Things had come easily to her. Clare had been hugely popular in high school—so popular that no one cared that she hung out with an oddball like Robin. They didn’t know that, really, she was an oddball too. She just knew how to play the game, and she played it because it was easier than walking around exposing what was within. She had been on the cheerleading squad; she had known what to wear and how to do her hair. Only Laura Sparks, beautiful and mean, was more popular. Now Clare was alone, and all her charm and her ability to do breathtaking back flips could do nothing to help her. Nor, she thought, could her steady habit of reading. Defoe’s A Journal of the Plague Year was like a joke in the face of Pest.

Clare found her list again and underlined ‘Dig Latrine,’ but she knew that underlining accomplished nothing. As the evening became chilly, she pulled Michael’s Varsity jacket tightly around her. Chupi seemed restless, and Clare thought that his new life must seem as strange to him as hers was to her.

As the light began to fade, she finally let herself think about Michael.





“WE COULD BIKE over to Michael’s and see if he’s back,” said Clare one evening.

“We could.”

Clare and Robin left the house at three in the morning. And it was like going out into Hell.

Fires burned in the street, and they heard howling and shrieking from somewhere in the city.

By the time they reached Michael’s, clouds covered the moon; a light drizzle had begun, and the bikes gleamed when Clare turned on her flashlight.

Michael’s house was dark. The door was open and hung at an angle. When they went inside, Robin just pointed. The body of Michael’s dog, Hammer, lay on the rug.

They found Michael in his room lying on his back, dead. Michael’s Varsity jacket was on the bed. Mindlessly, Clare picked it up and put it on.

“I don’t know what to do,” she said, blankly. “He and I were best friends.”

“You and I are best friends,” said Robin. “You and Michael were something else.”

Clare said nothing but pulled a sheet off Michael’s bed and covered his body. She wanted to embrace him, but Robin held her back.

“I’m always going to love him,” Clare said.

“Yeah,” said Robin. “But no hugs. He’s decaying. It’s like that story we read in English.”

“‘A Rose for Emily.’”

“Yeah. That.”

And at that moment, in the stinking apartment, with Michael dead in front of her, Clare had one of what Robin called her pretty-good-guesses (because neither of them believed in prescience). She saw herself in a garden, alone under a full moon, and someone was walking towards her.

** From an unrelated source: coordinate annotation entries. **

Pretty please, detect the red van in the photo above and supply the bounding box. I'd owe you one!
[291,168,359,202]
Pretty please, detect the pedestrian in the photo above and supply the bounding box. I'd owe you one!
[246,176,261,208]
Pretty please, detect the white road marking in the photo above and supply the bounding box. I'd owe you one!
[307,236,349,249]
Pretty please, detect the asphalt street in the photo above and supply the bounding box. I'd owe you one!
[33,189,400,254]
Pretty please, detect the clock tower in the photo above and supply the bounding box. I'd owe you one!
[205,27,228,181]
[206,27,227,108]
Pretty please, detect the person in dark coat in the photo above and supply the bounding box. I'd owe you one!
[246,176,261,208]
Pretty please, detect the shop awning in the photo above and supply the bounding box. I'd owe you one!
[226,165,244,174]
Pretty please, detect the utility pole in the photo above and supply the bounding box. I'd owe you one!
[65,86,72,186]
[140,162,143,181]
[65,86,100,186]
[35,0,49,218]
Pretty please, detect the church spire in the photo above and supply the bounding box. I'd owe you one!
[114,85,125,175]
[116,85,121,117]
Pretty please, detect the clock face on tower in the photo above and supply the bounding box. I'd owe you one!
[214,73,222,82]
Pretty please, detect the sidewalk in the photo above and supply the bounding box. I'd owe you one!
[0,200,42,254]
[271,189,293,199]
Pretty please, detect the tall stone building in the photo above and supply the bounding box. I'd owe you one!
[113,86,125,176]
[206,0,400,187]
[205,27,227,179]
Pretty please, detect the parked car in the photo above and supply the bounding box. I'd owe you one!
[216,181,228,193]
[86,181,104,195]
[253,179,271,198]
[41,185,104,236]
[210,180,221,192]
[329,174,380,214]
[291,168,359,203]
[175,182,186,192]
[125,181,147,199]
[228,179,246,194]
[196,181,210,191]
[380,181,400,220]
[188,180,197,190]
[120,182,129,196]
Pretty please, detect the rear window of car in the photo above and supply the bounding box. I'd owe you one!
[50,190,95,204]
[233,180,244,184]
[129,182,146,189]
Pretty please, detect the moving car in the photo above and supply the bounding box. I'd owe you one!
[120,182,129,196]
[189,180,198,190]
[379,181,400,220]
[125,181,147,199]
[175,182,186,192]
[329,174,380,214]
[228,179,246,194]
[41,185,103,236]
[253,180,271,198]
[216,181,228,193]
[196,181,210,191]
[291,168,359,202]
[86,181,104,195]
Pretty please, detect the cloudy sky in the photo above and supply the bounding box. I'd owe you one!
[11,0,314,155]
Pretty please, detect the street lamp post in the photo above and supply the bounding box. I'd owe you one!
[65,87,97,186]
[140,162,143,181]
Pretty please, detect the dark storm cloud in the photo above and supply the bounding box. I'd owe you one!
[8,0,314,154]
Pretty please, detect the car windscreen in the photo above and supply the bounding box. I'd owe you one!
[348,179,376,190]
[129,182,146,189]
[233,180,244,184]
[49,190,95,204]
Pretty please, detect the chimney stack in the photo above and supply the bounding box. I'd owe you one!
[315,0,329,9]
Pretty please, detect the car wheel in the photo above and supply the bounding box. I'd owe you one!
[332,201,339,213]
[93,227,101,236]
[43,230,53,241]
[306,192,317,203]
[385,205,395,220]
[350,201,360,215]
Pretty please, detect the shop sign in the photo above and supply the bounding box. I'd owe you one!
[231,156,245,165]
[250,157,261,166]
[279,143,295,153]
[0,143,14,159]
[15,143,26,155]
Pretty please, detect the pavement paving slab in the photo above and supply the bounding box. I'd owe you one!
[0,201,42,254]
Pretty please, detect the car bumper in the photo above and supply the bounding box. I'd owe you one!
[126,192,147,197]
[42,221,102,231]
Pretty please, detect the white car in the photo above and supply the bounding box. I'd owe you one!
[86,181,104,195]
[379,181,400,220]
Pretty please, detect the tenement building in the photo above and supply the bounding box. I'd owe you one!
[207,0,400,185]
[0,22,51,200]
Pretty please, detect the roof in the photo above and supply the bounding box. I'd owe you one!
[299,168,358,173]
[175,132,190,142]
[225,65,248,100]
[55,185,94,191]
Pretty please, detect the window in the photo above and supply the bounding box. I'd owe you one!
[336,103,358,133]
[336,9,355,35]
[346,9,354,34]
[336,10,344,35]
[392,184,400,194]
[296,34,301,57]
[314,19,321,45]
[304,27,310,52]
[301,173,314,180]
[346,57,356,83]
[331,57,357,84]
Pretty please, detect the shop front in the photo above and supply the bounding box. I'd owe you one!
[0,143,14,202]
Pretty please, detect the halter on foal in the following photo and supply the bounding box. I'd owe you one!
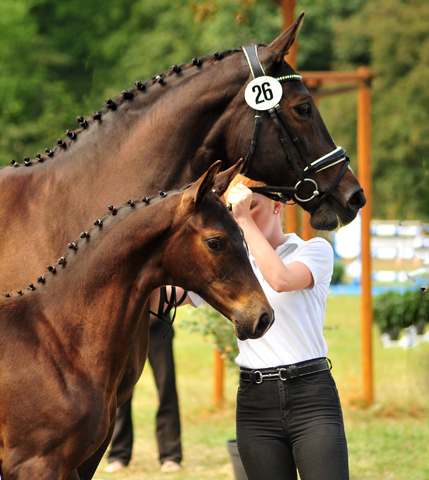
[0,162,273,480]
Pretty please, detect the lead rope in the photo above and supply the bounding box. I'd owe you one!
[149,286,188,338]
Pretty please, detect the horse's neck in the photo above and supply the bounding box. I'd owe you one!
[32,198,173,375]
[0,55,243,293]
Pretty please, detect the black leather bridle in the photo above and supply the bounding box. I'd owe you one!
[242,45,350,215]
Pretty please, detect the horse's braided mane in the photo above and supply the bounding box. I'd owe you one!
[5,44,244,167]
[3,185,183,298]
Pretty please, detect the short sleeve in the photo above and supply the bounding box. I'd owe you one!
[291,237,334,285]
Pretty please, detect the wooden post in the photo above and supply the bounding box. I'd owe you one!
[357,67,374,405]
[281,0,299,234]
[213,348,225,408]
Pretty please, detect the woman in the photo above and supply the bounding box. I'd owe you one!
[226,177,349,480]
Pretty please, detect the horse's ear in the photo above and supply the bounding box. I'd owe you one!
[264,12,304,65]
[213,158,244,197]
[182,160,222,205]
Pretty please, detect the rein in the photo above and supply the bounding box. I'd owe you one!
[242,45,350,215]
[149,286,188,338]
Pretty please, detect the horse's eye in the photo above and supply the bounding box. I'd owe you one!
[295,103,311,117]
[207,238,222,250]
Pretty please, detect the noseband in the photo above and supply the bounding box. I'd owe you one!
[242,45,350,215]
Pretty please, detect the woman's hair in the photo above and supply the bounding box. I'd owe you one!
[221,174,266,204]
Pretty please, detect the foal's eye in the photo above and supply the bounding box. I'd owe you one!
[295,103,312,117]
[207,238,222,250]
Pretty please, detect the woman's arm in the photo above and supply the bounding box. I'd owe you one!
[227,184,313,292]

CLARE THOUGHT OF the people behind boarded up windows, in the alleyways, in beds and on floors, lost to delirium in cars, all still engaged in the process of dying. By the time she had walked back to the cabin, it was dark. She hadn’t seen any Cured, but she locked down the cabin every night anyway.

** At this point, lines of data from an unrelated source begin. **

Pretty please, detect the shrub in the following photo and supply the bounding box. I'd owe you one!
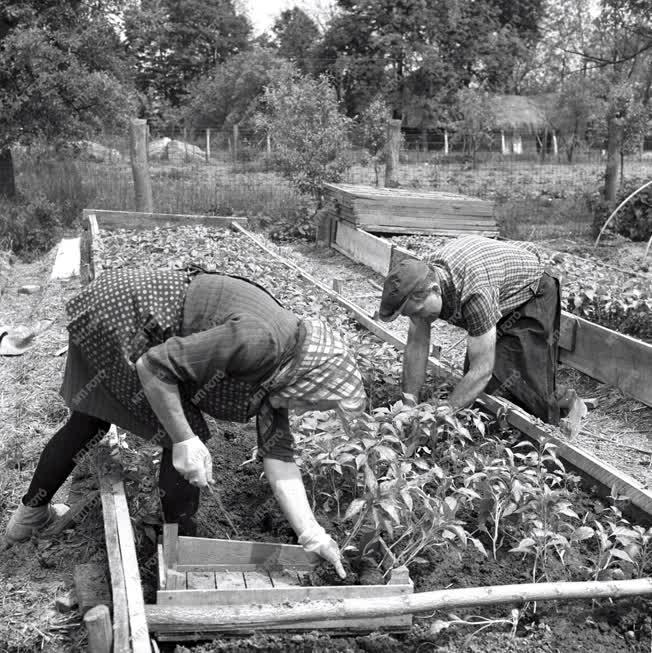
[0,196,63,260]
[592,177,652,241]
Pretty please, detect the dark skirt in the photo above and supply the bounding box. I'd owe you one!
[486,273,561,424]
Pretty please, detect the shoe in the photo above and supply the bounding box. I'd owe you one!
[5,503,70,545]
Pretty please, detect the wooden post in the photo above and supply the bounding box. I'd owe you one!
[233,124,240,165]
[129,119,154,213]
[604,113,624,202]
[385,120,401,188]
[84,605,113,653]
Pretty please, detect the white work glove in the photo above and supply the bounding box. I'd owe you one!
[172,435,213,487]
[299,523,346,579]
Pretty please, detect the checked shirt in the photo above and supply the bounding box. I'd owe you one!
[425,236,544,336]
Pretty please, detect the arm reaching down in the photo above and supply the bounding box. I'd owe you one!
[263,458,346,578]
[136,356,213,487]
[403,317,430,400]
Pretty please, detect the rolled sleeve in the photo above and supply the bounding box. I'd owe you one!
[143,316,276,385]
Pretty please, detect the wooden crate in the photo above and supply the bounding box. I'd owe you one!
[156,524,414,640]
[324,184,498,236]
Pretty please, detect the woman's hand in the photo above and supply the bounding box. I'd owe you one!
[172,435,213,487]
[299,525,346,579]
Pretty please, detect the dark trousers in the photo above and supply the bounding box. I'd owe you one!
[465,273,561,424]
[23,412,199,535]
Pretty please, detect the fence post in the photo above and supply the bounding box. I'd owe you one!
[129,118,154,213]
[385,119,401,188]
[233,124,240,165]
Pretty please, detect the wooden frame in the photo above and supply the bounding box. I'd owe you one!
[84,209,247,229]
[84,210,652,653]
[156,524,414,639]
[333,222,652,406]
[234,225,652,521]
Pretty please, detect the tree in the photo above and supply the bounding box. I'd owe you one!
[124,0,251,113]
[257,71,351,207]
[353,95,390,186]
[181,46,292,129]
[0,0,133,195]
[272,7,320,74]
[453,88,496,169]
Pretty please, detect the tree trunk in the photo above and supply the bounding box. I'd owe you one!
[129,118,154,213]
[604,115,623,202]
[0,147,16,197]
[385,120,401,188]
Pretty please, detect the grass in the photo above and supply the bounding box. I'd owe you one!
[8,146,652,247]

It occurred to Clare that she could give up trying to make a life of it here: she could move from house to house, fouling them and then leaving when she had exhausted their larders. There was no one to care, no one to tell her to pull herself together.

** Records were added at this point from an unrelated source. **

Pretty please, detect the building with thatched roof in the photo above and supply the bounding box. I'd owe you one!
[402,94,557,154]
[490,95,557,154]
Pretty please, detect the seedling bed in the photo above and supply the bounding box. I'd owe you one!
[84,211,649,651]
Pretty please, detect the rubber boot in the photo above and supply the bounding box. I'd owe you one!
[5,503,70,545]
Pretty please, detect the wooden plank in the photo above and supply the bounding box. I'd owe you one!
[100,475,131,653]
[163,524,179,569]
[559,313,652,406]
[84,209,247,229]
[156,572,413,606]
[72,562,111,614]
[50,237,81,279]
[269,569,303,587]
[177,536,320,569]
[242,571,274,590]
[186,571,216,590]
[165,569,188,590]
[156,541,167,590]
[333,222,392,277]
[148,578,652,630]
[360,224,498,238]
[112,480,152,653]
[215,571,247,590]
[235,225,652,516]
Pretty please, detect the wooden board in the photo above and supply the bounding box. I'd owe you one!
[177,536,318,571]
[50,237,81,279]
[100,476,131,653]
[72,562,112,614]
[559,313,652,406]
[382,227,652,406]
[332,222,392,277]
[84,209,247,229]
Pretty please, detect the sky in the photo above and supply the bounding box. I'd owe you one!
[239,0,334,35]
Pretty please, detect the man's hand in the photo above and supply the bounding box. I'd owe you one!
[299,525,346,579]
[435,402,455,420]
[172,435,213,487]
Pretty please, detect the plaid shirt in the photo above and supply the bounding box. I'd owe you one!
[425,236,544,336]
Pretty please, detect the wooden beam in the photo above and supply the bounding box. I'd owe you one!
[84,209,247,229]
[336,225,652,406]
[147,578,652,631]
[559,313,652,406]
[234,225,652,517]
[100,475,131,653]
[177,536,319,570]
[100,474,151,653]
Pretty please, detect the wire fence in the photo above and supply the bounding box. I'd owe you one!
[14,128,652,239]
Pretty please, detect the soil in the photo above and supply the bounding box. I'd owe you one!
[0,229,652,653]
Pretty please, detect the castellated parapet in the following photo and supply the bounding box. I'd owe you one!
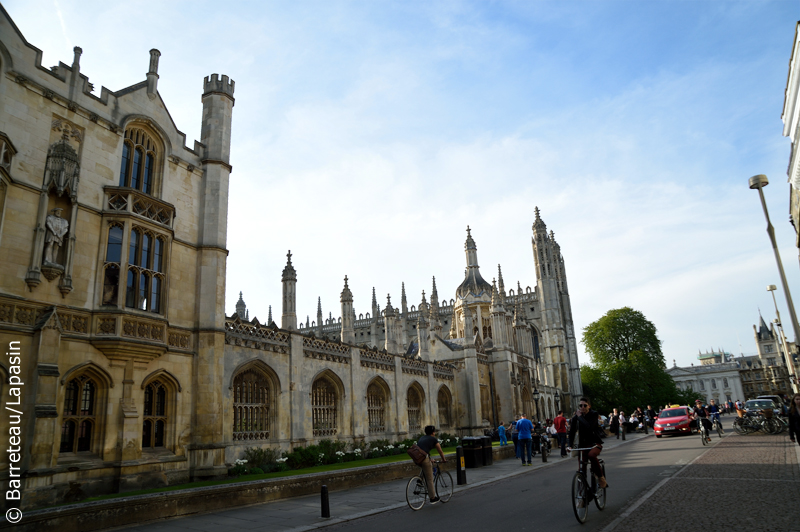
[203,74,236,100]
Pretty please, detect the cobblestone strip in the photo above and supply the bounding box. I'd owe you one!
[603,434,800,532]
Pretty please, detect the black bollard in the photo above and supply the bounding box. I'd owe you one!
[456,445,467,486]
[322,484,331,517]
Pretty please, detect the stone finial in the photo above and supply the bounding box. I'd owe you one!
[147,48,161,75]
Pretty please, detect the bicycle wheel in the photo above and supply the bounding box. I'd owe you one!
[572,473,589,524]
[436,471,453,502]
[406,477,428,510]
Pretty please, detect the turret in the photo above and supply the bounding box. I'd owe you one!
[281,250,297,331]
[236,292,250,321]
[317,297,322,338]
[340,275,356,344]
[147,48,161,100]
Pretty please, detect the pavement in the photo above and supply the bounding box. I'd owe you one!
[115,431,653,532]
[602,433,800,532]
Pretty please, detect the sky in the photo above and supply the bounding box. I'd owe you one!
[3,0,800,366]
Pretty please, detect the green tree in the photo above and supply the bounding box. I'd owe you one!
[581,307,693,413]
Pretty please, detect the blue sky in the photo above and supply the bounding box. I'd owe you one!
[9,0,800,365]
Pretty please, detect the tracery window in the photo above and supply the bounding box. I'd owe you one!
[367,382,386,433]
[59,376,96,453]
[233,369,270,440]
[406,386,422,432]
[311,378,337,436]
[125,226,165,313]
[119,128,158,194]
[436,388,451,429]
[142,380,168,449]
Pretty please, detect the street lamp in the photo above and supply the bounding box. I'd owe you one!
[749,174,800,390]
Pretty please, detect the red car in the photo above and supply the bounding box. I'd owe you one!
[654,406,694,438]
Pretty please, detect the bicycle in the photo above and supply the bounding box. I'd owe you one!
[569,445,606,524]
[406,460,453,511]
[711,414,725,438]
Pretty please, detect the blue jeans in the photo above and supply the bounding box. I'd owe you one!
[556,432,567,456]
[518,438,533,464]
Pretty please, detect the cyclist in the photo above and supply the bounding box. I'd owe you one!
[694,399,711,441]
[417,425,447,503]
[569,397,608,488]
[706,399,721,423]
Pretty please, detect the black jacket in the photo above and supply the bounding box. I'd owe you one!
[569,410,603,448]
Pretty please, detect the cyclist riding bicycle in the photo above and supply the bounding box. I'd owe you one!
[706,399,721,422]
[417,425,447,503]
[694,399,712,441]
[568,397,608,488]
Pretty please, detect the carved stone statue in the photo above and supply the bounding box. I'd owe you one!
[44,208,69,265]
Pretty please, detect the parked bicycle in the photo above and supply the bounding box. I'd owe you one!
[570,445,606,524]
[406,460,453,510]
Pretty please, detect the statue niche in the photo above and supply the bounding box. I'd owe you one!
[25,118,83,297]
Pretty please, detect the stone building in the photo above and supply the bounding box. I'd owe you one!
[0,6,581,508]
[736,315,795,399]
[667,349,745,403]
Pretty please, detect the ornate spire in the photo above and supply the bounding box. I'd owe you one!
[340,275,353,303]
[281,250,297,281]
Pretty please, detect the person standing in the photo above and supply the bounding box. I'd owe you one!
[789,393,800,445]
[553,410,567,458]
[511,416,519,458]
[517,414,533,465]
[608,408,619,439]
[497,421,508,445]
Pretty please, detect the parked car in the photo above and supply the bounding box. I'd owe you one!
[744,399,783,415]
[653,406,695,438]
[756,395,789,416]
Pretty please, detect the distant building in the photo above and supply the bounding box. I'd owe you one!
[667,349,745,403]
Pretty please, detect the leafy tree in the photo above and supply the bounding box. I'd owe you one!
[581,307,696,413]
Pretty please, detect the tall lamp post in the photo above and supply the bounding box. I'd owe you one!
[749,174,800,388]
[767,284,797,393]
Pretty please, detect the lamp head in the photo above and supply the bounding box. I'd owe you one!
[748,174,769,190]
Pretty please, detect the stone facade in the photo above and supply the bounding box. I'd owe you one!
[667,350,745,404]
[0,6,581,508]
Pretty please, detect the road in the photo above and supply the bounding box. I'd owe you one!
[325,435,720,532]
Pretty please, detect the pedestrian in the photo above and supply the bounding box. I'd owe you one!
[497,421,508,445]
[608,408,619,439]
[511,416,519,458]
[647,405,658,428]
[553,410,567,458]
[789,393,800,445]
[517,414,533,465]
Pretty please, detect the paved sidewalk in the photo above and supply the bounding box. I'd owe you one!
[603,434,800,532]
[115,432,652,532]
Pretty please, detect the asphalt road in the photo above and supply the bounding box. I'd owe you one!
[324,434,720,532]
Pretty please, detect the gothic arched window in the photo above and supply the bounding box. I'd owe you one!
[406,386,422,433]
[311,378,338,436]
[233,368,271,440]
[126,226,165,314]
[59,376,96,453]
[119,128,158,194]
[436,387,452,429]
[142,381,168,449]
[367,382,386,434]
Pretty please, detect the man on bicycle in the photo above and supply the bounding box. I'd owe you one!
[694,399,712,441]
[569,397,608,488]
[706,399,720,423]
[417,425,447,503]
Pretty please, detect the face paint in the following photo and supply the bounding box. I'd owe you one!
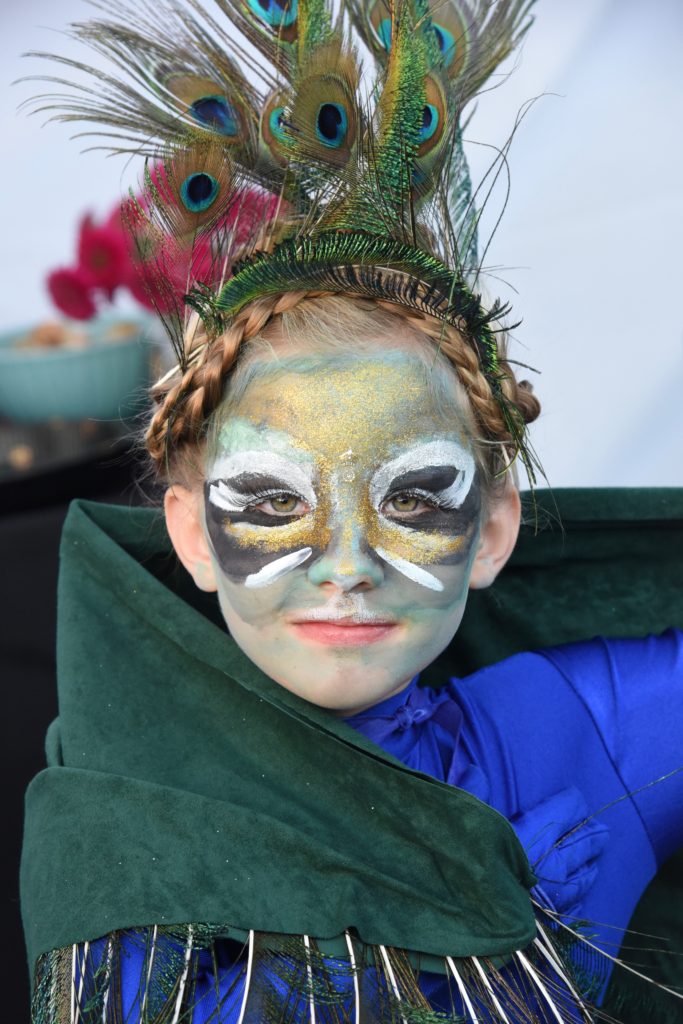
[205,352,480,713]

She really needed to pull herself together.

Abruptly, Clare thought of her friend Mary. She, Robin and Mary had been close before Mary had moved to Canada. Clare wondered if perhaps Mary had lived, too. There was no reason in the world for Clare to think that she was the only one to have delayed-onset Pest. Maybe Mary was out there somewhere trying to get by, trying to survive.

Or maybe Mary had lived through Pest only to kill herself.

What an odd thought to have.





THE NIGHT BEFORE they were all to leave for the country, Robin and Clare saw a lone woman walking the street in a long ball gown. She wore necklaces and bracelets and earrings that jangled and glittered in the moonlight. They watched her until she was gone.